KCNIP4 as a candidate gene for personality disorders and adult ADHD

• Published in: European neuropsychopharmacology Vol. 23; no. 6; pp. 436 - 447
• Main Authors: Weißflog, Lena, Scholz, Claus-Jürgen, Jacob, Christian P, Nguyen, Thuy Trang, Zamzow, Karin, Groß-Lesch, Silke, Renner, Tobias J, Romanos, Marcel, Rujescu, Dan, Walitza, Susanne, Kneitz, Susanne, Lesch, Klaus-Peter, Reif, Andreas
• Format: Journal Article
• Language: English
• Published: Netherlands Elsevier B.V 01.06.2013
• Subjects: ADHD; Adult; Association study; Attention Deficit Disorder with Hyperactivity - genetics; Attention Deficit Disorder with Hyperactivity - metabolism; Diagnostic and Statistical Manual of Mental Disorders; Female; Genetic Loci; Genetic Predisposition to Disease; Genome-wide association; Genome-Wide Association Study; Germany; Humans; Internal Medicine; Kv channel interacting protein; Kv Channel-Interacting Proteins - genetics; Kv Channel-Interacting Proteins - metabolism; Male; Middle Aged; Personality disorders; Personality Disorders - genetics; Personality Disorders - metabolism; Polymorphism, Single Nucleotide; Psychiatry; Germany; Association study; ADHD; Genome-wide association; Kv channel interacting protein; Personality disorders
• ISSN: 0924-977X; 1873-7862
• DOI: 10.1016/j.euroneuro.2012.07.017

Abstract Attention-deficit/hyperactivity disorder (ADHD) is a neurodevelopmental disorder in children with striking persistence into adulthood and a high co-morbidity with other psychiatric disorders, including personality disorders (PD).
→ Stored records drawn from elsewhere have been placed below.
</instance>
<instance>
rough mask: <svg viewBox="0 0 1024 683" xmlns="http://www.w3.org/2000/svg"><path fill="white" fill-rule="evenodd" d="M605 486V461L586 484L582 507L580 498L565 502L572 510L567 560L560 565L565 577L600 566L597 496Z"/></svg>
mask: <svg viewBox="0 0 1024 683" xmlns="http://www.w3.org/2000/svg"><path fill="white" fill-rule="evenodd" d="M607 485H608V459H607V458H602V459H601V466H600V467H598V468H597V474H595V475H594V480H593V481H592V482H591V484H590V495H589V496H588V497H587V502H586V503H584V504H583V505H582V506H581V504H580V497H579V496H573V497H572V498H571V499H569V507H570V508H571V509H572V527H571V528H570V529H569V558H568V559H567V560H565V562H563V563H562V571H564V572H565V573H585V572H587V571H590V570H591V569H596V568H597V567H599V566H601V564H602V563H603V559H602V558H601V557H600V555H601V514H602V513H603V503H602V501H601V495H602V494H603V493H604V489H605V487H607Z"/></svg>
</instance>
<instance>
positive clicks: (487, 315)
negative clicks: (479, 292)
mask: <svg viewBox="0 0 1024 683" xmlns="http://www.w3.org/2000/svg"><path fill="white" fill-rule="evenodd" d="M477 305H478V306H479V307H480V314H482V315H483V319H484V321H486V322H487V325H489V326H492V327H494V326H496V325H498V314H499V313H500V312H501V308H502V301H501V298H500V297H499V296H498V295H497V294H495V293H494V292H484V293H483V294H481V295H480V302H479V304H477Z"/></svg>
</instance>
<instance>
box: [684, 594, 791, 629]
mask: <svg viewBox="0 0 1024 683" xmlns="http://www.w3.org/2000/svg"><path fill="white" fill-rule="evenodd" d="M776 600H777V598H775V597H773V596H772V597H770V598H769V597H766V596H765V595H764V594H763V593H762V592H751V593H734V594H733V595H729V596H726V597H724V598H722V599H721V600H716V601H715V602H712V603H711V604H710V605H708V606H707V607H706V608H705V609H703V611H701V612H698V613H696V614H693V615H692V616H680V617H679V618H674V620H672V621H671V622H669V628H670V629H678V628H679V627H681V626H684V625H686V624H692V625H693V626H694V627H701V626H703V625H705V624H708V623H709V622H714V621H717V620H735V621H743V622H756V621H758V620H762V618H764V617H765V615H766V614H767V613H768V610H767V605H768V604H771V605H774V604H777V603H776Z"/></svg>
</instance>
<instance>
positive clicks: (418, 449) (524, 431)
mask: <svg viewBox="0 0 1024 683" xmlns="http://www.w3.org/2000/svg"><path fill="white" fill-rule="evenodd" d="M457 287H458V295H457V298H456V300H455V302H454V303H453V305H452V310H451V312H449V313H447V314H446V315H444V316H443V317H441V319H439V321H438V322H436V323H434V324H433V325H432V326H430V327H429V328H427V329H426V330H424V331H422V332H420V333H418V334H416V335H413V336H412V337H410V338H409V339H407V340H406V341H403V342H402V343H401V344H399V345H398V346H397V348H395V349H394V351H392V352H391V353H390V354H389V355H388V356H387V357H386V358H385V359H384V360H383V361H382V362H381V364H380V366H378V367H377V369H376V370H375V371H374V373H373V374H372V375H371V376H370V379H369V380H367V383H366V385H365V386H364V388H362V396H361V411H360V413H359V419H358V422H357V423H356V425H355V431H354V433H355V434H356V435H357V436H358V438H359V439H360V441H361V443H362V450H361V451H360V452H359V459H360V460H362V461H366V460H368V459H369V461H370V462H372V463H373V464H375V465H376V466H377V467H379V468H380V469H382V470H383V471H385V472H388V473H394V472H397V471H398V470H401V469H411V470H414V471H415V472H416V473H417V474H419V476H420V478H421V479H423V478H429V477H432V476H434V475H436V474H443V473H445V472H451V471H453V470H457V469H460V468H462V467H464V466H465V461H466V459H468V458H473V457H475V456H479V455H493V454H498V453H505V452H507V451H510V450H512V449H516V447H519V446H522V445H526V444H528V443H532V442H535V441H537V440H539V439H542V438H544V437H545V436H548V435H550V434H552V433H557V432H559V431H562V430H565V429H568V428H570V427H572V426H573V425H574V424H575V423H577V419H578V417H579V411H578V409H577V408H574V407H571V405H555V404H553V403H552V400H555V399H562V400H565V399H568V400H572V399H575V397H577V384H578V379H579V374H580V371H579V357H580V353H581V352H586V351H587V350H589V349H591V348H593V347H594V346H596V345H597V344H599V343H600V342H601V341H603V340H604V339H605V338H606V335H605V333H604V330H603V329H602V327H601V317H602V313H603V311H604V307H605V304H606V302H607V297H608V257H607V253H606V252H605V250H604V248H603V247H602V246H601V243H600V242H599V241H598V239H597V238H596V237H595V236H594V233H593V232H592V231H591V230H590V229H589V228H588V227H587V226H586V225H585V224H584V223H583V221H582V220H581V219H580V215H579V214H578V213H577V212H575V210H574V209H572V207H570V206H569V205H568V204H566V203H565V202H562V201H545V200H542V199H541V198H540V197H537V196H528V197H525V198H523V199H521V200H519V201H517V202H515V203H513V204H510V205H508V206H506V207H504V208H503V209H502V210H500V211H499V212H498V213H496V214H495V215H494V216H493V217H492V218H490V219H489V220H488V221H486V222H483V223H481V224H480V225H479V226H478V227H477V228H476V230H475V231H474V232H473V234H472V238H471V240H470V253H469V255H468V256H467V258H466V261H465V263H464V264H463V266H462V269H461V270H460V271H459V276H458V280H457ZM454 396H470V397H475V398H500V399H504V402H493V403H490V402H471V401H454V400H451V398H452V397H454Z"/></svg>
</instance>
The 4p15.31 region was shown to be associated with ADHD in several genome wide association studies (GWAS). In the present study we also report association of the 4p15.31 locus with Cluster B and Cluster C PD as identified by a pooled genome-wide association study in 400 individuals suffering from PD. The gene coding for the Kv channel-interacting protein 4 ( KCNIP4 ) is located in this region. KCNIP4 is an interaction partner of presenilin and plays a role in a negative feedback loop in the Wnt/β-catenin pathway. Thus, we reasoned it to be a promising candidate gene for ADHD as well as for PD. To clarify the role of KCNIP4 in those disorders, we conducted candidate gene based association studies in 594 patients suffering from adult ADHD and 630 PD patients as compared to 974 healthy control individuals. In the adult ADHD sample, six single markers and one haplotype block revealed to be associated with disease ( p values from 0.0079 to 0.049). Seven markers within the KCNIP4 gene showed an association with PD ( p values from 0.0043 to 0.0437). The results of these studies suggest a role of KCNIP4 in the etiology of ADHD, PD and other co-morbid disorders.